Jefferies cuts American Airlines target to $10.50, holds rating

Published 28/04/2025, 12:54
Jefferies cuts American Airlines target to $10.50, holds rating

On Monday, Jefferies analyst Sheila Kahyaoglu revised the price target for American Airlines (NASDAQ:AAL) stock, reducing it to $10.50 from the previous $12.00 while maintaining a Hold rating on the shares. The stock, currently trading at $9.75, has seen significant pressure with a -28.31% return over the past six months. According to InvestingPro data, 12 analysts have recently revised their earnings expectations downward for the upcoming period, with analyst targets ranging from $8 to $24. Kahyaoglu noted that American Airlines’ shares are trading at levels reminiscent of the pandemic despite a significant reduction in total debt, which now stands over $16 billion lower. With a market capitalization of $6.43 billion and trailing twelve-month EBITDA of $5.32 billion, the company trades at an attractive EV/EBITDA multiple of 6.58x, suggesting potential value for investors according to InvestingPro’s analysis.

The analyst highlighted that while American Airlines is expected to outperform in revenue in 2025 due to the recovery of a $1.5 billion deficit from sales and distribution in 2024, this potential gain is likely to be offset by a decrease in short-haul main cabin revenue, which makes up 75% of the network and is anticipated to be down by a mid-high single-digit percentage during the summer season.
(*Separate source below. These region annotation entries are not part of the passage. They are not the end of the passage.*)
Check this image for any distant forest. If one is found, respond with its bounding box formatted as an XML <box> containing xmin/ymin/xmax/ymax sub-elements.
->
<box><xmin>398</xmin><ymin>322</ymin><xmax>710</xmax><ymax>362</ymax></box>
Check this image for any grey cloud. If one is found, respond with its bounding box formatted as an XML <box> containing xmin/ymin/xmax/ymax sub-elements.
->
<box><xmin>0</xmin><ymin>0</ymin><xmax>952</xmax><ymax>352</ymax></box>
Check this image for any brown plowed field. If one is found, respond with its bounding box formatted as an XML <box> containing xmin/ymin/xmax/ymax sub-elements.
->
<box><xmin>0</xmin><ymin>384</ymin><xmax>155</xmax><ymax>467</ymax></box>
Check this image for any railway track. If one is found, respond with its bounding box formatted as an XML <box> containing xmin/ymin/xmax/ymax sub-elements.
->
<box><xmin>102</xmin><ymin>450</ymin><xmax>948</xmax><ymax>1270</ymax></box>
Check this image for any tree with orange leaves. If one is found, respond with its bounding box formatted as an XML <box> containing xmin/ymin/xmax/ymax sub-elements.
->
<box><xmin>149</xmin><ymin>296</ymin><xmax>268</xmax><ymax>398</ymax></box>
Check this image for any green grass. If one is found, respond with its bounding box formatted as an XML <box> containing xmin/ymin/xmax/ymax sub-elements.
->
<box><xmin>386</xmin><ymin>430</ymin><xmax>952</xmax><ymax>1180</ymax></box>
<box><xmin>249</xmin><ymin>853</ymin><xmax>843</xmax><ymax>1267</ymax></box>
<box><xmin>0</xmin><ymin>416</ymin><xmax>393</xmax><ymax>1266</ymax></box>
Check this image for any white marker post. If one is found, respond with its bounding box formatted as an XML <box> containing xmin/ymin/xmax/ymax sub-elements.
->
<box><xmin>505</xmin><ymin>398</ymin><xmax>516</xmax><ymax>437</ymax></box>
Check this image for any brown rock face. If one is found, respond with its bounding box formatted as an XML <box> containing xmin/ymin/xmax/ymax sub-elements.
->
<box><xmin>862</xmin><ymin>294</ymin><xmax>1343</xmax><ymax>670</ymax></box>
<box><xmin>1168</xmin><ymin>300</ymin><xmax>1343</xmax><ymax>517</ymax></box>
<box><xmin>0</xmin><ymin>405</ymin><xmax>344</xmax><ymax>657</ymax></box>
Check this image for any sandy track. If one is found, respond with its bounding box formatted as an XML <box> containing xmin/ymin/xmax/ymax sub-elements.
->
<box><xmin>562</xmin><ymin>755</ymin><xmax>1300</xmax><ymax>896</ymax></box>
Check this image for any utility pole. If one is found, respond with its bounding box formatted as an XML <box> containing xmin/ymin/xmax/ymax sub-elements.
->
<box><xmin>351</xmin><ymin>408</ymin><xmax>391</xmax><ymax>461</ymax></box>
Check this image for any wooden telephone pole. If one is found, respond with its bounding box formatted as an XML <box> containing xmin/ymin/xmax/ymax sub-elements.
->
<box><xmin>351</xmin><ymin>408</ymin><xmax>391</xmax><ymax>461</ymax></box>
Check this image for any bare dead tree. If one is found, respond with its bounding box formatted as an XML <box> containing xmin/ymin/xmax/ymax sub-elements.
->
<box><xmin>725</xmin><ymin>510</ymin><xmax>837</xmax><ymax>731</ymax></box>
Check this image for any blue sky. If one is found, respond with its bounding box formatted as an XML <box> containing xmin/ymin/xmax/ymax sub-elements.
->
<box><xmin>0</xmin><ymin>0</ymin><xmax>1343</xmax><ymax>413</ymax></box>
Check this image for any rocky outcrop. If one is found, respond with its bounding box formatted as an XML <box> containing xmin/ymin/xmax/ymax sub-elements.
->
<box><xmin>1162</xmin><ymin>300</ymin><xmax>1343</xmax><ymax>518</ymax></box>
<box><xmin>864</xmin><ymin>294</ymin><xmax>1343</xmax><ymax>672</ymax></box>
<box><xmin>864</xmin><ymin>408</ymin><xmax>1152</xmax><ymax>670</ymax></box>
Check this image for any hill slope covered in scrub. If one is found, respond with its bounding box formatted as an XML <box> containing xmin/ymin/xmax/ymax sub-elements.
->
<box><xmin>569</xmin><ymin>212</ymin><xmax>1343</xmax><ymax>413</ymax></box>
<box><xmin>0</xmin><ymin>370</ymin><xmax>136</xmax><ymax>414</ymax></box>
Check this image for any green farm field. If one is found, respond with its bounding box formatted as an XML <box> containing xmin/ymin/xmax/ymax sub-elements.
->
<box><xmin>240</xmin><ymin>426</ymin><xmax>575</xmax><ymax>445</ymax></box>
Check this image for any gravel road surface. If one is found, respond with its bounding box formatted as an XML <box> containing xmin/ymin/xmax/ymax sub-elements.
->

Furthermore, Kahyaoglu’s outlook for the second quarter assumes a 2% sequential increase in the recapture of high-yield corporate fares. However, the total revenue per available seat mile (TRASM) is expected to be down by 3-4 percentage points, aligning with the performance of American Airlines’ premium industry peers.

The new price target of $10.50 is based on a 6 times multiple of the projected 2026 earnings per share (EPS) of $1.75. This adjustment reflects the analyst’s assessment of the airline’s financial prospects and market conditions, particularly in the context of its revenue streams and competitive positioning.

American Airlines, like other carriers in the industry, has been navigating the challenges of fluctuating demand and operational costs post-pandemic. The company’s financial performance and stock price continue to be closely watched by investors and analysts as the airline industry recovers and adapts to the evolving market landscape. With annual revenue of $54.19 billion and a P/E ratio of 9.57, the stock appears undervalued according to InvestingPro’s Fair Value model. Discover more insights and access comprehensive analysis with InvestingPro’s detailed research report, available alongside 1,400+ other top US stocks.

In other recent news, American Airlines reported its financial results for the first quarter of 2025, revealing a mixed performance. The company achieved an earnings per share (EPS) of -$0.59, which surpassed analysts’ expectations of -$0.62. However, its revenue fell slightly short at $12.6 billion, compared to the forecasted $12.68 billion. Despite a slight year-over-year revenue decline of 0.2%, American Airlines maintained a strong liquidity position with $10.8 billion available. The airline also generated $1.7 billion in free cash flow during the quarter. Looking ahead, American Airlines has withdrawn its full-year outlook due to economic uncertainty but remains optimistic about achieving profitability if current demand trends persist. Analyst firms, such as Raymond (NSE:RYMD) James, have noted the company’s focus on premium cabin and long-haul international strength, which may help offset domestic market challenges. Additionally, American Airlines expects a capacity increase of 2-4% year-over-year for the second quarter, with earnings projected between $0.50 and $1.00 per diluted share.